I did check for the udp process and it is running after starting it. I’ve also tried running it immediately after a server restart and no udp processes running and no tasks scheduled.
edit: FOG does start up 2 separate udp-senders with the task… is that normal?
edit 2: looks like there’s 1 task for each partition
-
@awellis I have some sad news for you. I setup a clean 1.5.0 fog environment and multicasting works “as described on the tin”.

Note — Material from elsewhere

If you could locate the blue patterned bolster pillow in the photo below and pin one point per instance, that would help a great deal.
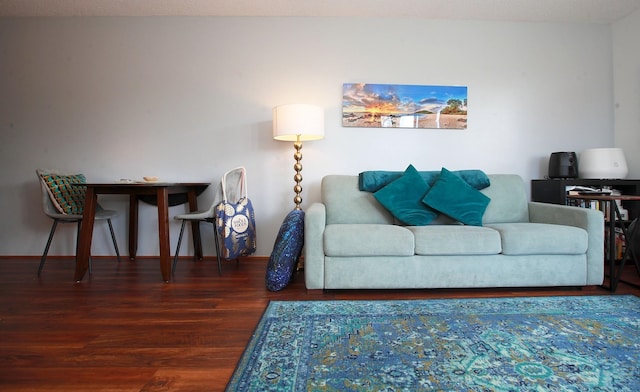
(374, 180)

Is your fog server in a virutal environment?
-
@george1421 No it’s bare metal ATM. I’m going to just do a reinstall and see if that fixes it, since at this point I don’t know what else could be going wrong. Did you do anything special with the install or just basically fog installer on the fresh install?
-
@awellis Nothing special. in this setup I created a dedicated imaging network and then fog server had a second network connection for internet access while installing. I didn’t even configure anything in fog. I copied over an image from my production server and created the image definition, and from right in the image definition I started the multicast. (note I did register a target VM first then rebooted into FOG iPXE and then setup the multicast in the fog ui). It multicast imaged right away.
-
@george1421 Did another full reinstall with a different NIC just in case and still nothing. Any chance the type of image taken matters? Partclone vs partimage? compression?
-
@awellis Just for clarity, you don’t have ANY firewalls or screening routers between the fog server and the target computer?
During my testing of multiple subnet multicasting FOG uses 239. (plus the first 3 octets of the fog server IP address) as the multicast address. Such as the fog server IP is 192.168.1.20 so the multicast address will be 239.192.168.1 and the port will be a random high port.
The fog server will send out messages in as multicast and the target will respond with short unicast messages with checksum data back to the fog server.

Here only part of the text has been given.